The College and India

Written by on October 4, 2013

We have just published a new exhibition on the College and India.  The College has over 600 members in India and is currently supporting an international conference run by the International Medical Science Academy in Bangalore which will be held this weekend on October 5th and 6th.  The online exhibition highlights items from the College’s historical collections relating to India.  It includes this wonderful wood cut of an armoured elephant from a treatise by Cristóbal Acosta, 1578.  Printed in Burgos in Northern Spain, one wonders whether the artist who created the wood cut had ever seen a real elephant.  The feet seem somewhat beast-like and the trunk seems very long.

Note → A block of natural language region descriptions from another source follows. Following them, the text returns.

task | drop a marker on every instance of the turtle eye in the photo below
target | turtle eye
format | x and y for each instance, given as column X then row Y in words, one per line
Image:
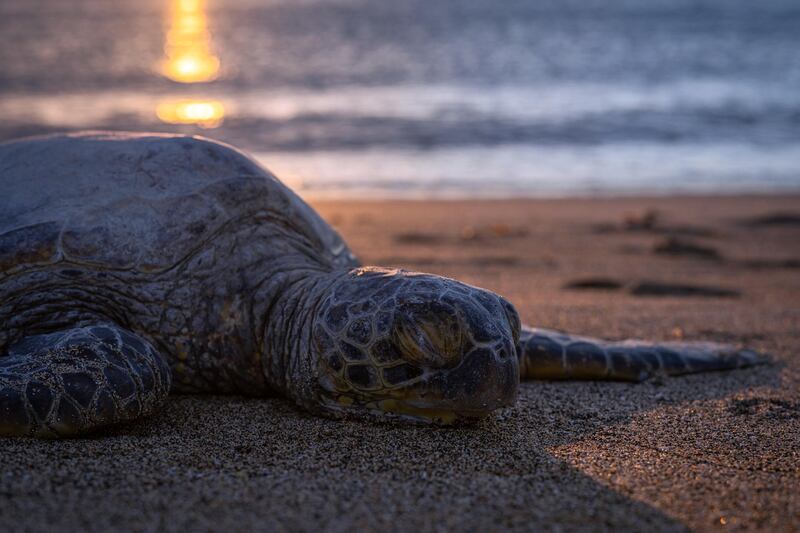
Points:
column 513, row 319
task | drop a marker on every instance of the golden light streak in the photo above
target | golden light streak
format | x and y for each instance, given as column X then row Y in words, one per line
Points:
column 205, row 113
column 188, row 47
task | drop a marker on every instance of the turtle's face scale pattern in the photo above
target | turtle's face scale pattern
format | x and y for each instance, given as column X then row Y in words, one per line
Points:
column 414, row 346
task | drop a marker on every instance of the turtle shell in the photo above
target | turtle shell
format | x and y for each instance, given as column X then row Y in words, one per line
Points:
column 138, row 201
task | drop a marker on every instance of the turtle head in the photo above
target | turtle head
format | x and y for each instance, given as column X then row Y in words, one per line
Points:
column 396, row 344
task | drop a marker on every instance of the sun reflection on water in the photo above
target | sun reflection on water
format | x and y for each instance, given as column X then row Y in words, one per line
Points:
column 190, row 59
column 204, row 113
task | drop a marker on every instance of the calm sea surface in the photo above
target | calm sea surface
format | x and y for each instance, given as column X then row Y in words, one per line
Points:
column 430, row 97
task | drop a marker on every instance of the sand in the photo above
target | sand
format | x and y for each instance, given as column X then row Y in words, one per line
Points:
column 703, row 452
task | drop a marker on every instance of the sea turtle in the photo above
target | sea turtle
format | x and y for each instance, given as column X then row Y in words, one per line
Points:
column 132, row 265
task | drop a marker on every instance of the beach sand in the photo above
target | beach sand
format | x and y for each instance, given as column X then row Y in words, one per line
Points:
column 706, row 452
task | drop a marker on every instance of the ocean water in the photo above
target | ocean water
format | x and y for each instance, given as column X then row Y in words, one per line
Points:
column 422, row 98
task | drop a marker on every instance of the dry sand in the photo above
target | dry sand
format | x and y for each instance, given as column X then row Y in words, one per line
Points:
column 705, row 452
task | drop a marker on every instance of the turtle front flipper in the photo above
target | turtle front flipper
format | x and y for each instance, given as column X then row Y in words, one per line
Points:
column 75, row 380
column 546, row 354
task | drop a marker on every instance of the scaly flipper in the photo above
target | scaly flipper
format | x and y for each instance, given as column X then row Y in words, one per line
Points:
column 547, row 354
column 72, row 381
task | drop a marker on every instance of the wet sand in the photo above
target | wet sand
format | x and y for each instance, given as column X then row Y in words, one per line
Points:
column 705, row 452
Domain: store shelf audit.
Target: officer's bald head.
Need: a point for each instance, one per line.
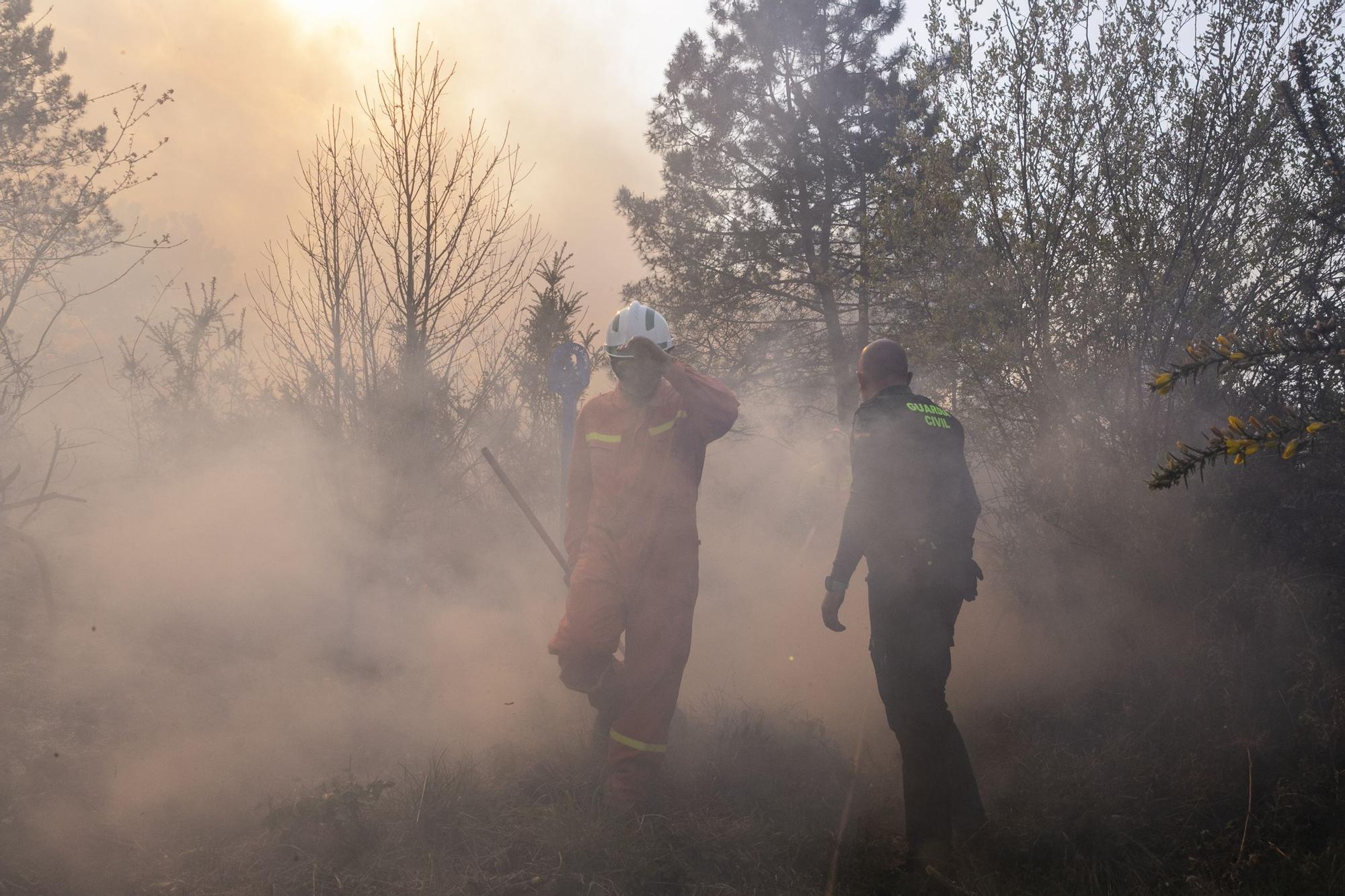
(883, 364)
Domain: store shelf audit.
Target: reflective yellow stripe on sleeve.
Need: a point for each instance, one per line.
(664, 428)
(638, 744)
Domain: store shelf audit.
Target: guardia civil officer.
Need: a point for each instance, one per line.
(911, 514)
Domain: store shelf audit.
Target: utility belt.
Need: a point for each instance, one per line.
(926, 564)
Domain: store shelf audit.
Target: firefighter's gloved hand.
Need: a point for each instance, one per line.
(648, 350)
(832, 610)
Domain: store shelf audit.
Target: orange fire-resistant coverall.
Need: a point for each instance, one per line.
(631, 537)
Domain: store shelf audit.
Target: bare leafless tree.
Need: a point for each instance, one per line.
(59, 178)
(323, 322)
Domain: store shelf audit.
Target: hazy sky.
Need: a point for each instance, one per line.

Ractado del elefante y de sus calidades by Christophori a Costa, bound within Tractado delas drogas, y medicinas de las Indias Orientale, Burgos, 1578.

Ractado del elefante y de sus calidades by Christophori a Costa, bound within Tractado delas drogas, y medicinas de las Indias Orientale, Burgos, 1578.

Acosta’s treatise on elephants is in a volume bound in with his work on spices and medicinal plants in India.  This work is based on an earlier text by Garcia de Orta, first published in 1563. These works were one of the main ways that medical practitioners in Europe could learn about materia medica from the East Indies.

In 1820  the licentiates diploma of the Faculty (now Royal College) of Physicians and Surgeons of Glasgow was recognised as a valid qualification for service as a medical officer in the East India Company.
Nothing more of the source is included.